Eric Nepomuceno, um dos maiores contistas brasileiros (leia Coisas do Mundo, Quarta-Feira… e comprove), é meu amigo há mais de três décadas. Nesse período, nos encontramos por várias vezes em redações, feiras literárias, centros culturais, cafés, bares e restaurantes. Por essa proximidade, sei que Eric tem boa memória e que sabe recordar com carinho de as pessoas que foram fundamentais na sua formação intelectual e humanista. Dois exemplos me ocorrem rapidamente: Vinicius de Moraes e Astor Piazzolla.
Os dois evocam uma memória antiga e que tem Buenos Aires como ponto de partida.
Eric morou lá no começo dos anos 70, quando a capital argentina era ponto de encontro de – além dos dois já citados acima – outros tantos nomes importantes como Ferreira Gullar, Julio Cortázar, Eduardo Galeano, José Carlos de Oliveira, Horacio Ferrer, Chico Buarque, Alfredo Zitarrosa, Juan Gelman, Flavio Tavares e muitos mais.

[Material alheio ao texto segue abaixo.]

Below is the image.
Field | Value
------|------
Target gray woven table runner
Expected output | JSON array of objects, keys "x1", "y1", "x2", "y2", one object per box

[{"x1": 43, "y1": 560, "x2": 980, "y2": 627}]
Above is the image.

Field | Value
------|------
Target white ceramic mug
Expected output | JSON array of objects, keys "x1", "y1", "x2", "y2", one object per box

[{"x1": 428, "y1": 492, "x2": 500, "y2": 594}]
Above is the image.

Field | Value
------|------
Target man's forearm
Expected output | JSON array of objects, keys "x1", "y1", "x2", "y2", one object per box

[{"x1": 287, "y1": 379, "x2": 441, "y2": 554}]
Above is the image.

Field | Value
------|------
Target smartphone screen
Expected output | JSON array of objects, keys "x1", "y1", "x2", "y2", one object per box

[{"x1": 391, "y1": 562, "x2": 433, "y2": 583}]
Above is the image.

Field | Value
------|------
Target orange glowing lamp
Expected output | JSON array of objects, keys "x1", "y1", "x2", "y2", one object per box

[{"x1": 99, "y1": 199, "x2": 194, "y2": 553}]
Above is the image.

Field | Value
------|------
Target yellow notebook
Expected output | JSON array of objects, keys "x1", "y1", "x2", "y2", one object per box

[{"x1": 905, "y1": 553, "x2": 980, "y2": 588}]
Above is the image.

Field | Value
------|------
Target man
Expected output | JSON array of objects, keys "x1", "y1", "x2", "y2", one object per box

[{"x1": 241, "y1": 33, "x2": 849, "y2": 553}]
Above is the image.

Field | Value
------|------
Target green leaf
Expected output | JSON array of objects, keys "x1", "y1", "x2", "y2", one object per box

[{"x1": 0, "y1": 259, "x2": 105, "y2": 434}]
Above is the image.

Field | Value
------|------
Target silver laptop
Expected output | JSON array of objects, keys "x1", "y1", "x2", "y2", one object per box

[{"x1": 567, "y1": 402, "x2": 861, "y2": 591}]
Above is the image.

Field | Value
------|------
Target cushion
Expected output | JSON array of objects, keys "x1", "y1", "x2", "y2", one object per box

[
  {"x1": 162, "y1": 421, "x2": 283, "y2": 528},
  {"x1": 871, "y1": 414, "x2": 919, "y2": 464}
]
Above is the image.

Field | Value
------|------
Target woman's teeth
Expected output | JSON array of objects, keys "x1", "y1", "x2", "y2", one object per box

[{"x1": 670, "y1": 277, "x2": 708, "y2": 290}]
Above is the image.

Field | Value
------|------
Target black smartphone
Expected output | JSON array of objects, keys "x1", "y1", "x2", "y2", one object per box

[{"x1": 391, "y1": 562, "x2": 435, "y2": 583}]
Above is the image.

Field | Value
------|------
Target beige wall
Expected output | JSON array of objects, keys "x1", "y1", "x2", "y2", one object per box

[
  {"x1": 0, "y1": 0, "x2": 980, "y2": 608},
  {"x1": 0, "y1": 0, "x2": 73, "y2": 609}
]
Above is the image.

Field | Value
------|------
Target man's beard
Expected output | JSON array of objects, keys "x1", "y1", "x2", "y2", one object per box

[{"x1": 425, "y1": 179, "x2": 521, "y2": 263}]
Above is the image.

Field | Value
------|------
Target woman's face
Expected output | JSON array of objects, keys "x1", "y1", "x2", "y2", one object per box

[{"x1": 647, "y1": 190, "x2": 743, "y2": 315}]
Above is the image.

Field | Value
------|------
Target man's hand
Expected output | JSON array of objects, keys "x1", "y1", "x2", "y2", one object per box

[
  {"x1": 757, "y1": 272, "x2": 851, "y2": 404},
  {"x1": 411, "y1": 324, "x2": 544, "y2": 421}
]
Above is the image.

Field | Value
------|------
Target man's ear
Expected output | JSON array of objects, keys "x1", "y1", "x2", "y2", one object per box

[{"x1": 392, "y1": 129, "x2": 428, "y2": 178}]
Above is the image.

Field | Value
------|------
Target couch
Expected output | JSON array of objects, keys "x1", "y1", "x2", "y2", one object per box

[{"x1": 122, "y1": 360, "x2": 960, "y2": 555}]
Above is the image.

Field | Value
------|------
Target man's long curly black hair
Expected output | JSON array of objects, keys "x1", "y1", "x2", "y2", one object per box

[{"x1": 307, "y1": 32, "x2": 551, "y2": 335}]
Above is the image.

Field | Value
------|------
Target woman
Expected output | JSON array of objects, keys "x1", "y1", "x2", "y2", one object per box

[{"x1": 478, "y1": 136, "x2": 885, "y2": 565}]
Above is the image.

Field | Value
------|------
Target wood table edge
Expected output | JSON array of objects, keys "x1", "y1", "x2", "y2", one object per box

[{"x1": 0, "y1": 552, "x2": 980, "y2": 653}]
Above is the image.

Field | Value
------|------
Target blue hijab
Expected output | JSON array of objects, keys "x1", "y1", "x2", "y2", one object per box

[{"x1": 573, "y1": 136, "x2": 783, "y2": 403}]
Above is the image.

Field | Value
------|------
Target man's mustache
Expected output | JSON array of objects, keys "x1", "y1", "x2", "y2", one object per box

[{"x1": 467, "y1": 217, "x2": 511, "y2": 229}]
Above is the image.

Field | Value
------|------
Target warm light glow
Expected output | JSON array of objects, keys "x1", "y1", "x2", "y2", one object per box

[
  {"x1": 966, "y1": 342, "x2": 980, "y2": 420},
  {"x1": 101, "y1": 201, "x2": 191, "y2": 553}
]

Buenos Aires era, então, a mais cosmopolita das metrópoles da América do Sul. E era ainda um respiradouro em meio a um continente que ficava cada vez mais asfixiado.
Tudo iria mudar no dia 24 de março de 1976. E novamente Eric se recorda: “A coisa vinha de horror em horror fazia uns dois anos, é verdade. Mas ninguém podia prever o que viria depois. E preferi lembrar dos tempos em que fui feliz como um menino nessa cidade mágica, quando as esperanças eram jovens, e meus amigos perambulavam por ali. Em Buenos Aires, onde morei entre fevereiro de 1973 e julho de 1976, amei e fui amado, fiz amigos para o resto da vida, fui feliz de dar inveja. Ali, aos oito ou nove meses, meu filho engatinhou pela primeira vez, e olhou o mundo enquanto se equilibrava sobre suas pernas bambas. Esse é um tempo que ninguém me devolve. Essa é uma memória que ninguém me rouba. Meus cafés fazem parte da lista dos desaparecidos. A memória, não”.
Assim, também exaltando a memória, me lembro que foi Eric quem me apresentou – literariamente falando – o poeta Juan Gelman.
Morto aos 83 anos, em 2014, Juan Gelman teve a vida marcada pela perda de um filho, Marcelo, vítima da ditadura militar argentina (1976-1983). Gelman morreu no México, onde morava há mais de 20 anos, e ele esteve pela última vez na Argentina em agosto de 2013. Poucos anos antes, Gelman encontrou sua neta, Macarena, que nasceu no Uruguai, onde sua mãe, Maria Claudia, também vítima dos militares, esteve sequestrada. A história de Gelman e sua neta é prova contundente da sinistra Operação Condor, o plano de ação conjunta entre as ditaduras do Cone Sul nas décadas de 70 e 80.
O encontro com sua neta foi notícia no mundo inteiro e o caso foi um dos mencionados no julgamento sobre a Operação Condor e, também, o chamado plano sistemático de roubo de bebês durante a ditadura, que terminou com a condenação a cadeia perpétua do ditador Jorge Rafael Videla, falecido em março de 2013. Macarena é filha de Marcelo Gelman e Maria Claudia Garcia, sequestrados em Buenos Aires em 24 de agosto de 1976. Na época, Maria Claudia estava grávida de sete meses e meio e foi levada para o Uruguai, onde deu à luz a sua filha. O bebê foi deixado na porta da casa de um policial aposentado, que criou Macarena junto com sua mulher. Desde que sabe a verdade, a neta de Gelman tornou-se uma militante pela defesa dos direitos humanos. E uma intransigente defensora da memória.